SCACHE.GET "whats the capital of france" THRESHOLD 0.9
> "Paris"

You'll need an embeddings provider for this — a free local Ollama works, and so does OpenAI. See Configuration.

Agent memory

Give an agent a place to keep things between turns:

REMEMBER session7 user_name Subh
RECALL session7 user_name
> "Subh"

Wire it into Claude (MCP)

Launch Cache-Pot, drop this into your Claude config, and Claude gains it as a tool:

{
  "mcpServers": {
    "cache-pot": {
      "command": "cache-pot",
      "args": ["mcp", "--addr", "localhost:6379"]
    }
  }
}

Full walkthrough: docs/mcp.md.

The console (dashboard)

With Cache-Pot running, browse to http://localhost:8080 for a complete management console — no build step, no external assets, the whole thing baked into the binary:

  • Overview — live stat tiles and five-minute charts (commands/sec, memory, keys, clients).
  • Browser — search and page through keys (flat or namespace tree), inspect and edit every type, set TTLs, rename, delete, create.
  • Workbench — a CLI in the browser with history and inline command help.
  • Profiler — a live MONITOR-style stream of every command the server runs.
  • SlowLog — commands slower than a configurable threshold.
  • Pub/Sub — subscribe to channels or patterns and publish, live.
  • Analysis — memory by type and namespace, TTL distribution, largest keys.
  • Clients — every connection, with a kill switch.

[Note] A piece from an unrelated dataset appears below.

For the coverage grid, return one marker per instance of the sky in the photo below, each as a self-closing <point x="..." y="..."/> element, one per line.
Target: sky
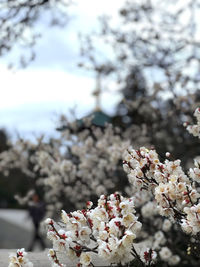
<point x="32" y="98"/>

Keys and values that aren't safe to print land as hex instead of getting mangled. Shut the console off with --dashboard-addr "".

Benchmarking

cache-pot bench is a built-in load generator, modeled on redis-benchmark. It fires a fixed number of requests across a pool of connections and reports throughput and latency percentiles per command:

cache-pot bench -n 100000 -c 50 -t SET,GET,INCR
== SET ==
  100000 requests in 2.410s
  throughput : 41494 req/s
  latency    : p50 0.550ms · p95 1.274ms · p99 1.817ms · max 5.065ms

Because it speaks plain RESP, you can point it at any Redis-compatible server — including real Redis — for a like-for-like comparison:

cache-pot bench --addr localhost:6379   # Cache-Pot
cache-pot bench --addr localhost:6380   # Redis, same flags

Flags: -n total requests, -c connections, -d value size, -t tests (PING,SET,GET,INCR,LPUSH,RPUSH,HSET,SADD), --keyspace distinct keys, -q for one line per test.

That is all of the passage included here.